Eine schaurig-schöne Spukgeschichte

Die Grundschüler der Schillerschule ließen sich am Donnerstag mit ihren Lehrerinnen in das Reich der Oper entführen. 2016 hatte das Grundschulkollegium mit „Bellas fabelhafte Reise“ die ersten Erfahrungen mit der Tournee Oper Mannheim machen können und war, genauso wie die Schüler, begeistert.

Schön bei der Tourneeoper ist, dass die Schule umfangreiches Unterrichtsmaterial im Vorfeld erhält mit dem die Kinder auf das Thema Oper, im Speziellen auf diese Kinderoper, vorbereitet werden können. Dazu gibt es zum Titellied eine CD, mit Gesang und als Karaoke-Version ohne Gesang, damit die Kinder das Lied einstudieren und in der Vorstellung mitsingen können. Weiterhin dürfen bis zu sechs Kinder als Statisten bei der Aufführung teilnehmen. Dies alles motiviert und macht den Kindern viel Freude. Neben dem interessanten und phantasiereichen Bühnenbild sind die live gesungenen Arien eine neue Theatererfahrung für viele Kinder.

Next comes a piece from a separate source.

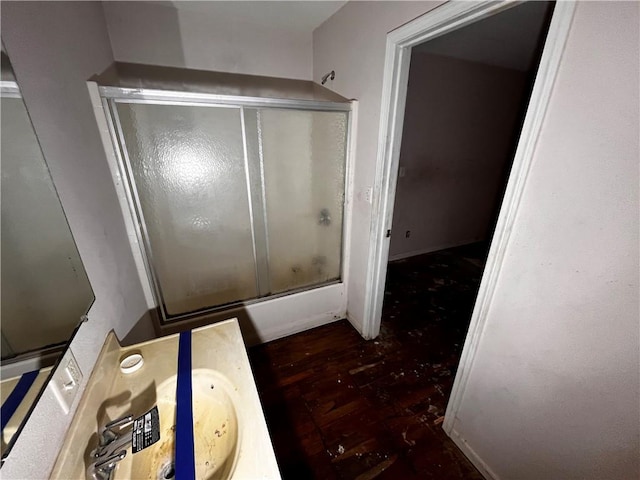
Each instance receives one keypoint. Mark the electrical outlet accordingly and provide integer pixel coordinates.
(65, 382)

Erneut stammt das Stück aus der Feder der Mannheimer Sopranistin Tanja Hamleh. Das dazugehörige Libretto entstand in Zusammenarbeit mit dem Wiesbadener Regisseur Klaus-Dieter Köhler, der diese Familienoper auch inszenierte.

Wie bei allen Produktionen der Tournee-Oper Mannheim steht auch bei „Edgar, das gruselige Schlossgespenst“ der theaterpädagogische Ansatz im Vordergrund: Kinder im Grundschulalter mit original Opernarien der berühmten Komponisten, live gesungen und aufgeführt, in einer spielerisch, packenden Handlung für klassische Musik und Gesang zu begeistern. So werden die Schüler gleich zu Beginn des Stückes mit einem eigens komponierten Titellied zum Mitsingen animiert. Im Verlauf der Vorstellung werden zahlreiche klassische Arien und Duette aus dem Bereich der Oper, von Mozart über Bizet bis hin zu Carl Maria von Weber, dem jungen Publikum dargeboten.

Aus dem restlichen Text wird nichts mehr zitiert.